After Prohibition ended in B.C. in 1921, new legislation was passed in its wake that provided stringent government control over how liquor was sold, consumed and advertised.
And wouldn’t you know it? Those laws have had a lasting effect to this day.
CUSTOMERS STANDING AT A BAR?
Infraction! While all bars had a counter, patrons were prohibited from approaching it to order. That behaviour was thought to be too “saloon like” – an appearance that had to be avoided. The rule was designed to discourage fights and buying rounds. Patrons couldn’t stand up and move around with drinks.
FOOD BEING SERVED?
Infraction! No food, cigarettes or soft drinks could be sold in bars for the first 30 years of licensed drinking in post-Prohibition B.C. This was meant to encourage working men to return home for dinner. Everyone drank to excess instead.

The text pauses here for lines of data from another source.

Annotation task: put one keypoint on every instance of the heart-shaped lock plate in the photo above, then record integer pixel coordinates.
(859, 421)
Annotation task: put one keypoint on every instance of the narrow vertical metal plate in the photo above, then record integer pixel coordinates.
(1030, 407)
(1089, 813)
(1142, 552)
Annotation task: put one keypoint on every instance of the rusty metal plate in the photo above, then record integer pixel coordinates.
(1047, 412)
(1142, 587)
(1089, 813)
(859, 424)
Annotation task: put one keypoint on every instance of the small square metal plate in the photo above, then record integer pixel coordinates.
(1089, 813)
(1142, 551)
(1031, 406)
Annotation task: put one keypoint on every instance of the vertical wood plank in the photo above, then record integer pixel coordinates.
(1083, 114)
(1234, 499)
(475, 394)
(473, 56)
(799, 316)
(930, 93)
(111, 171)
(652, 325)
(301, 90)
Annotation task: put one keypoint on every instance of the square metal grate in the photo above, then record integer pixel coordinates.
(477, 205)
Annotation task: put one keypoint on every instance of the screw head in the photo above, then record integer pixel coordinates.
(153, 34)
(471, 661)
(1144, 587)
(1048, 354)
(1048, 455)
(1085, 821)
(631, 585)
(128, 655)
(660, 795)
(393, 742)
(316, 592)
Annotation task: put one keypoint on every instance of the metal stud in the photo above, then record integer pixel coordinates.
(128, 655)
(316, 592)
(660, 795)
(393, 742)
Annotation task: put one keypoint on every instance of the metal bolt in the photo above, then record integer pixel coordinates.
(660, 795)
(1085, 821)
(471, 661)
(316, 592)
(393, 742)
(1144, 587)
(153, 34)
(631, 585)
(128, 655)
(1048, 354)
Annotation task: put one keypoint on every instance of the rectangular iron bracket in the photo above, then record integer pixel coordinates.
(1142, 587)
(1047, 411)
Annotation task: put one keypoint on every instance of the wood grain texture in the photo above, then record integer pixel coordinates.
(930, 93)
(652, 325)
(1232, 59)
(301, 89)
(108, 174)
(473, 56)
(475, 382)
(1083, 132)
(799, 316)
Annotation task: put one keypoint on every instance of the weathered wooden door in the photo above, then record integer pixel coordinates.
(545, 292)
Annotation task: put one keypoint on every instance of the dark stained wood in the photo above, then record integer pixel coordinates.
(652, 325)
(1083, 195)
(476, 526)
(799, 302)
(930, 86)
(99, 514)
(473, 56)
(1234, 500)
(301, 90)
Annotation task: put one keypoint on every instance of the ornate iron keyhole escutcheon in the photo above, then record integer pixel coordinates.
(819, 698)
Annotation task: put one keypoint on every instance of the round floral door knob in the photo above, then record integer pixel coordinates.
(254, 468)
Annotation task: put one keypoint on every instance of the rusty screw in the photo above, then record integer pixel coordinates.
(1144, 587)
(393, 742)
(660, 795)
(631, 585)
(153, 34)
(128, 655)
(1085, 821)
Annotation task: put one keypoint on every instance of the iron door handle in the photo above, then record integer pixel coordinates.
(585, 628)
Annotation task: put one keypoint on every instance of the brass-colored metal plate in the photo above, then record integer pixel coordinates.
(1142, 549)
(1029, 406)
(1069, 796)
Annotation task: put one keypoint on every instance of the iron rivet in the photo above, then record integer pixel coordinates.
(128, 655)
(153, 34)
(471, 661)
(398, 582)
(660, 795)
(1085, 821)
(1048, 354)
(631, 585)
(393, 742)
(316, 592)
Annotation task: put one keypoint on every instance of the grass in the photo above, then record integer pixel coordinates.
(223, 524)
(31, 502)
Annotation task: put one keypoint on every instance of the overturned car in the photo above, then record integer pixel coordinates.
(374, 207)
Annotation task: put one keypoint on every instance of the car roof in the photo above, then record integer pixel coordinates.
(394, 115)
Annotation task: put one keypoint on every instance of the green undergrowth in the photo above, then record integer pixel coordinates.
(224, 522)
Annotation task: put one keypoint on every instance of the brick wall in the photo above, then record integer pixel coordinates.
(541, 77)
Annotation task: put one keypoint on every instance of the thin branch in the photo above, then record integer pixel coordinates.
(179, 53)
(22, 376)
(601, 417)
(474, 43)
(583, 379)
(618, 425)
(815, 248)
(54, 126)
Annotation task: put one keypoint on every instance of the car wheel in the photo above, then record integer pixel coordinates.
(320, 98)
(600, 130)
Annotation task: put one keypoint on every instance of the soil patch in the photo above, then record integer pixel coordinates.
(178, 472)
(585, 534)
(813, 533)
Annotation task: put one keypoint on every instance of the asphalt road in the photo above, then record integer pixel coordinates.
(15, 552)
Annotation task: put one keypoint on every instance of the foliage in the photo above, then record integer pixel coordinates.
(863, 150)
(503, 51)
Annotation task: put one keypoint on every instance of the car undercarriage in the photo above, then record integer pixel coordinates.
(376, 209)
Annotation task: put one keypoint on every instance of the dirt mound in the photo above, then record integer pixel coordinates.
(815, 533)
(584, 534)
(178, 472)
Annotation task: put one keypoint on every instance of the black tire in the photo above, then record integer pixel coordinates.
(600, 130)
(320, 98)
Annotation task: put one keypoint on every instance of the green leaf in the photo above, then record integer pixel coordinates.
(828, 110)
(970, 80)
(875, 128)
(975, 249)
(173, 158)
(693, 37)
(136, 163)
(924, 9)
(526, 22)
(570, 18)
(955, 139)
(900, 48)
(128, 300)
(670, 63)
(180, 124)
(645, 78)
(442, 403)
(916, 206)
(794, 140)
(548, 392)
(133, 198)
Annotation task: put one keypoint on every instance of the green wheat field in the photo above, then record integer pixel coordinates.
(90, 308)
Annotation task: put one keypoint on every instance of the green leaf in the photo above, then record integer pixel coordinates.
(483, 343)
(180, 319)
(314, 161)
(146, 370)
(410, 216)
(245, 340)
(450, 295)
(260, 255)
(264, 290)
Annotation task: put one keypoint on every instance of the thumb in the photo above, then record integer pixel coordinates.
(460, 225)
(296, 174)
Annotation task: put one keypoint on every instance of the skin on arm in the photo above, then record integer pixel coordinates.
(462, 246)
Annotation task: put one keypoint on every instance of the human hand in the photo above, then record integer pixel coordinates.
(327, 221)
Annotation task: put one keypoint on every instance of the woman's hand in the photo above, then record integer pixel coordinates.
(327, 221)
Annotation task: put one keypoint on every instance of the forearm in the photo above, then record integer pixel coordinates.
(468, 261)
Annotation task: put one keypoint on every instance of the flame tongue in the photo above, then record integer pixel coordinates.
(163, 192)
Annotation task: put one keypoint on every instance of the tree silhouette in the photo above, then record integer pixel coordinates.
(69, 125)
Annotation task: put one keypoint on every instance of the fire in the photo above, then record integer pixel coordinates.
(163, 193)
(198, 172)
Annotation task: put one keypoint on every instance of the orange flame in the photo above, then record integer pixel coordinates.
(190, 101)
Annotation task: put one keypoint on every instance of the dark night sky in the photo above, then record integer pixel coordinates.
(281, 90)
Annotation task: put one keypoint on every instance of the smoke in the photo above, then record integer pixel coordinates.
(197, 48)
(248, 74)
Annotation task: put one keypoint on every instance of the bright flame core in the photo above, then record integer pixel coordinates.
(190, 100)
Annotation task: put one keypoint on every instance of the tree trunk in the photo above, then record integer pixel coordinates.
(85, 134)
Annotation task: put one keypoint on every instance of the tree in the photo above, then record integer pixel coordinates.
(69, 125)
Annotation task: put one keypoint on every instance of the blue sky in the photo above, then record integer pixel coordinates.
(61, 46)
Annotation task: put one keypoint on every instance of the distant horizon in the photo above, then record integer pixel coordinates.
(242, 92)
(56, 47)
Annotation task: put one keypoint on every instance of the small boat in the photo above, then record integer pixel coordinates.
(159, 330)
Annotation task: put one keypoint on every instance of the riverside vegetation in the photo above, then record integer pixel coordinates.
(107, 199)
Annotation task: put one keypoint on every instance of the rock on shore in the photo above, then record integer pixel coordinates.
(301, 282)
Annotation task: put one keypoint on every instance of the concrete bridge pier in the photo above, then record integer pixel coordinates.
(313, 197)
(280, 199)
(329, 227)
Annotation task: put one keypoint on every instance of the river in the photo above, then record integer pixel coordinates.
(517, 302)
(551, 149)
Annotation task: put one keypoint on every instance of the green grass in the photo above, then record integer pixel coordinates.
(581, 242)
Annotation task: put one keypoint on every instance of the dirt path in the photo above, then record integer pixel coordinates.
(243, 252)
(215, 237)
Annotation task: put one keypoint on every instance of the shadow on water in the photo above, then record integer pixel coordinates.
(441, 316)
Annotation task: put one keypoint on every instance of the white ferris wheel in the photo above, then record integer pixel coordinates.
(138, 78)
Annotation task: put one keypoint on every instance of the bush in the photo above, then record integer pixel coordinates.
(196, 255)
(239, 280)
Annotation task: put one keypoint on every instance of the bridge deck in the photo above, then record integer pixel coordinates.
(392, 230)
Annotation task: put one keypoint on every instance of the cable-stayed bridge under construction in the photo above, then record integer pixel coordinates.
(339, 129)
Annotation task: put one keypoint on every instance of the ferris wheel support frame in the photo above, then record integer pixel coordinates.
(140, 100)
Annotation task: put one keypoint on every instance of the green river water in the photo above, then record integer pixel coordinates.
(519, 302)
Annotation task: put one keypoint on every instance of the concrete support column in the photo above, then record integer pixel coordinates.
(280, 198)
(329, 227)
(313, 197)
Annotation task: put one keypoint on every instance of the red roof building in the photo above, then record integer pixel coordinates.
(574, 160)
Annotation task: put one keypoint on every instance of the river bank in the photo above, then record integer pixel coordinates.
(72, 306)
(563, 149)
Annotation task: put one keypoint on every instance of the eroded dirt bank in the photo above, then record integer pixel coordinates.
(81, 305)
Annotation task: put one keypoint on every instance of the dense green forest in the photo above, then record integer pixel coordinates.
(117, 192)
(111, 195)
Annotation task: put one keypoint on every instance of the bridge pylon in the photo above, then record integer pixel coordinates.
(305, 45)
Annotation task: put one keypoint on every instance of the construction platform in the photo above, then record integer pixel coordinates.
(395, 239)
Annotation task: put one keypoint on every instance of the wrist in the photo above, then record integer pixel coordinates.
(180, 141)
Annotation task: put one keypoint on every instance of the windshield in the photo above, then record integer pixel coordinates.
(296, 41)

OPEN BETWEEN 6 AND 7 P.M.?
Infraction! During the war years, in order to conserve beer, bars had to close over the dinner hour between 6-7p.m.
SINGLE WOMEN SITTING WITH MEN?
Infraction! Gender segregation regulations varied greatly in the post-Prohibition era. At various periods separate entrances, sitting areas and physical dividers were required in bars. Single or unescorted women mixing with men was thought to promote prostitution.
FEMALE BARTENDERS OR SERVERS?
Infraction! While women were never technically prohibited from entering bars by law (although many bar owners made their own restrictions) women could not serve beer unless they had an ownership interest in the establishment.
PINBALL MACHINE? DANCING? LIVE MUSIC?
Infraction! No games or entertainment, singing or dancing, nor musical instruments were permitted in bars. Lawmakers thought the absence of these would make hanging out in a bar all day less appealing. Instead it meant there was literally nothing else to do but drink. Most bars didn’t even have photos or paintings on the wall.
Infraction! Though booths were not prohibited by letter of the law, the Liquor Control Branch strongly discouraged them as they allowed for “intimate contact” between patrons.
MULTIPLE BRANDS OF BEER AVAILABLE OR ADVERTISED?
Infraction! Bars were only permitted to serve one brand of beer at a time, and that brand could not be advertised.